Recent tenders in Colombia have attracted as many as seven proposals suggesting a healthy level of competition.

Financing of infrastructure has grown more sophisticated, moving beyond the traditional project finance model to multisource financing which combines loans from commercial banks with capital markets while pension funds, insurance companies and investment banks are entering the sector in search of greater yields.

Tighter restrictions on commercial banks keeping long-term infrastructure loans on their books (as more countries adopt the Basel III banking regulations) mean that banks will increasingly use miniperm loans to finance projects through construction after which they can be refinanced, predicts Jessica Springsteen, a lawyer specializing in infrastructure in Latin America at Clifford Chance.

However, the sector faces significant challenges, some that predate the pandemic and some newer ones. The surge in global inflation is making it harder for governments, lenders and building companies to assess risk, especially during the construction period. Asphalt prices in the region have risen by almost 60% over the last twelve months, causing headaches for roadbuilders. As central banks around the world have hiked interest rates to contain rising inflation, financing costs have risen significantly.

“Capital markets are dead for now, both locally and internationally,” said Clifford Chance’s Springsteen. This will require alternative investors, including pension funds, insurance companies and investment banks to play a greater role, she says, pointing to a recent investment in Uruguayan rail by German insurance giant Allianz.

But some projects may suffer delays as markets adjust. In February, the Brazilian government was forced to suspend a tender for the US$1.2 billion BR-381 highway concession due to lack of investor interest. When markets stabilize again, the increased spread between interest rates in emerging and developed markets could generate greater interest among foreign lenders to support projects in the region.

Another challenge is the politics in the region where the pendulum has swung back towards left-leaning administrations. Elections in Mexico (2018), Argentina (2019), Peru (2021), Chile (2021) and Colombia (2022) have all led to governments with more a skeptical view of private business.

Interventions in major infrastructure projects have become more common. In 2018, Mexican president Andres Lopez Obrador halted construction of a new US$13.0 billion international airport for Mexico City even after it was a third built. The following year, Argentina’s President Alberto Fernández annulled highway maintenance contracts worth US$1.73 billion awarded in the country’s first ever PPP tender.

“Their whole view is that they are very wary of the private sector,” explains Springsteen.

There is concern about the possible effect of Chile’s proposed new constitution on property rights, including compensation for expropriated assets, and the politicization of the fees paid for basic services, including fuel prices, energy bills and road tolls.
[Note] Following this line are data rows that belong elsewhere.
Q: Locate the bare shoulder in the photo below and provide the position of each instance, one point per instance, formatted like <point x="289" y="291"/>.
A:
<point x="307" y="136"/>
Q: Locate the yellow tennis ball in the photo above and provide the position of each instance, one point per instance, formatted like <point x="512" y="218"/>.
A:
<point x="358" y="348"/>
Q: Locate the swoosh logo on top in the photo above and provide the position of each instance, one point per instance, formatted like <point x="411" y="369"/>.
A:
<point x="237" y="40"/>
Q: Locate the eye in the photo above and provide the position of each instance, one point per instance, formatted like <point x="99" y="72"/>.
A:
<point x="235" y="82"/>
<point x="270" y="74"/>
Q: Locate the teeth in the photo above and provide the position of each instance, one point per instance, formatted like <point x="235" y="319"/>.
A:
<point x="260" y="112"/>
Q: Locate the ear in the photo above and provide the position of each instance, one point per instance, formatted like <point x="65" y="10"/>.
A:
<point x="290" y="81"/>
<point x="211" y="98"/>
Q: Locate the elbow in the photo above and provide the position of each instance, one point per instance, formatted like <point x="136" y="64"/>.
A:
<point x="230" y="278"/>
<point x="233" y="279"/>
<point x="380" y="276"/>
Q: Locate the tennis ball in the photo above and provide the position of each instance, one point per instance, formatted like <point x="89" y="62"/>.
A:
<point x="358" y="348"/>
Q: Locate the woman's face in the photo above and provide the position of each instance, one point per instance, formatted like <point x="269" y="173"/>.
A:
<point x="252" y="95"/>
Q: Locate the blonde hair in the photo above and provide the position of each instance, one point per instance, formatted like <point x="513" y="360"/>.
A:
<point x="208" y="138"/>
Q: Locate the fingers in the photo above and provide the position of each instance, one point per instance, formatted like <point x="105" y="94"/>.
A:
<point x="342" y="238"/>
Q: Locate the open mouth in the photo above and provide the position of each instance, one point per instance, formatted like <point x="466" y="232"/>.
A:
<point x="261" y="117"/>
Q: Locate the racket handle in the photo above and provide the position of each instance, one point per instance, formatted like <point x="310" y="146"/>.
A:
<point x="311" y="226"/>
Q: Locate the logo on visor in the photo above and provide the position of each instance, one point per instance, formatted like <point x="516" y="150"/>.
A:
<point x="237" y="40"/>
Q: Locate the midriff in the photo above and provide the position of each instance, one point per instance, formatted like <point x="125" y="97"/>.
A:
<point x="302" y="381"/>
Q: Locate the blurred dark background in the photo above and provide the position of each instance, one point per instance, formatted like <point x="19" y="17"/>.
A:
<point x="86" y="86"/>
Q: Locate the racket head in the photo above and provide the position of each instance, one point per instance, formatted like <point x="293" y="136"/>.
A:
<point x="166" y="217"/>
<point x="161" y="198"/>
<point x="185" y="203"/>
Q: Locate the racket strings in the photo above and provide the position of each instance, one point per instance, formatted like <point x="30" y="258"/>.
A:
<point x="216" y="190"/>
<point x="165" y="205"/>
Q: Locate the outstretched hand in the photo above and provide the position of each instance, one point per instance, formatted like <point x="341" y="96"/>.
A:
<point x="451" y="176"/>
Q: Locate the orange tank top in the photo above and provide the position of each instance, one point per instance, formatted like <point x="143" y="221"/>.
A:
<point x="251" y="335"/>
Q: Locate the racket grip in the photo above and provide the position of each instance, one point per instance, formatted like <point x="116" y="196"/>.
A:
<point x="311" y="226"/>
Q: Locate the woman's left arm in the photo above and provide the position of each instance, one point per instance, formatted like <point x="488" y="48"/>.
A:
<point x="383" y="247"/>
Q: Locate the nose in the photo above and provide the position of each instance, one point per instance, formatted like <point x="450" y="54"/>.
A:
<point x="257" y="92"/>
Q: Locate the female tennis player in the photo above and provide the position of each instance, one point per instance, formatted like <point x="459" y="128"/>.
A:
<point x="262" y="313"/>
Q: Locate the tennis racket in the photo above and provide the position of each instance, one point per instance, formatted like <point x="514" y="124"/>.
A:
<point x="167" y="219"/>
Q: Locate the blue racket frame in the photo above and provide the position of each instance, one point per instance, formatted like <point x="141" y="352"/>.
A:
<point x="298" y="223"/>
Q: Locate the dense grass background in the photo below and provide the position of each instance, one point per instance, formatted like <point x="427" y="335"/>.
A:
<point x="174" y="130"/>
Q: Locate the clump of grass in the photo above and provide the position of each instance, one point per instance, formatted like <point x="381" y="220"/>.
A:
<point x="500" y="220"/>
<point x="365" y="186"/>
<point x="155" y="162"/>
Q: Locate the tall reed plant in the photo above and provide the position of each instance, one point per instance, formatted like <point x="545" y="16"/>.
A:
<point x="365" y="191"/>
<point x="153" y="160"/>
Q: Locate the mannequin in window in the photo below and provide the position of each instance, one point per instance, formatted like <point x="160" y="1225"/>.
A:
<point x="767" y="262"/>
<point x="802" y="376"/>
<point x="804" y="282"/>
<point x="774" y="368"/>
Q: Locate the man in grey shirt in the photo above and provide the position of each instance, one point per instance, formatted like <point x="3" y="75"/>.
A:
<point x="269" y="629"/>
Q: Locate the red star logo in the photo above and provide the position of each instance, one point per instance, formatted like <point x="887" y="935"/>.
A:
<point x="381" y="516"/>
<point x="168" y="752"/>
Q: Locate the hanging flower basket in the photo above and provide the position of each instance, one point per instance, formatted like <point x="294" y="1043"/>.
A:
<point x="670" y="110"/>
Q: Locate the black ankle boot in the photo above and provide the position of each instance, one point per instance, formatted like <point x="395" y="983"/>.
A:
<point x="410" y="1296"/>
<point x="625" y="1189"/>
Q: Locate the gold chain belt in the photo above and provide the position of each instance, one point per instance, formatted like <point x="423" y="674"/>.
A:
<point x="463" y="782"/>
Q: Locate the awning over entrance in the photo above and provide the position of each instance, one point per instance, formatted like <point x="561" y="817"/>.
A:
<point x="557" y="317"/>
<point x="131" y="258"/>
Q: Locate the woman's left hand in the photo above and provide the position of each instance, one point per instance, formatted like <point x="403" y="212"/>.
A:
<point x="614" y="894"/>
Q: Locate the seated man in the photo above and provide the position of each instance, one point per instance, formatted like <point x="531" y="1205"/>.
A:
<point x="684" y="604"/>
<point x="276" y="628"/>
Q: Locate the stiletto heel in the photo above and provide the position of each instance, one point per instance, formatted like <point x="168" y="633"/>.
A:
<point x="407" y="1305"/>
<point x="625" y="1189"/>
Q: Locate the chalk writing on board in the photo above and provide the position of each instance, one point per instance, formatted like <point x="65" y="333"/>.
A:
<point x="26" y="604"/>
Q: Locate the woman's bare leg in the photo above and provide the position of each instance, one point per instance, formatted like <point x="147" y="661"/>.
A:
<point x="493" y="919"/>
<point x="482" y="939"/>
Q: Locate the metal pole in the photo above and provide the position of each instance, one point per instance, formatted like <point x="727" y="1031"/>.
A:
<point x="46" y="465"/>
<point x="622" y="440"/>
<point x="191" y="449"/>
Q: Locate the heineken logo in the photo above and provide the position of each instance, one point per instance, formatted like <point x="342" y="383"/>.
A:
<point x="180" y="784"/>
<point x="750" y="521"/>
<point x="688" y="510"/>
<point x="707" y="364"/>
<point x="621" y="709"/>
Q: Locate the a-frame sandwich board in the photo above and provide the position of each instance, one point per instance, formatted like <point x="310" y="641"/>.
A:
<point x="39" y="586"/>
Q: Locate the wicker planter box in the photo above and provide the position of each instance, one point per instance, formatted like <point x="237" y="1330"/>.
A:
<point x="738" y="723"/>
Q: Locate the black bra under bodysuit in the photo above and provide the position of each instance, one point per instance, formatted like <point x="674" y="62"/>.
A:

Meanwhile, investors are waiting to see what stance Colombian president-elect Gustavo Petro, who is to be sworn in August 7, will take on Colombia’s US$12.3 billion 5G portfolio of road, rail, and river projects. Although infrastructure did not feature heavily in Petro’s campaign, plans to hike taxes on the wealthy and halt oil and gas exploration have worried the private sector.

“He has promised macroeconomic decisions which could generate a lot of nervousness among investors,” says PPU’s Di Terlizzi.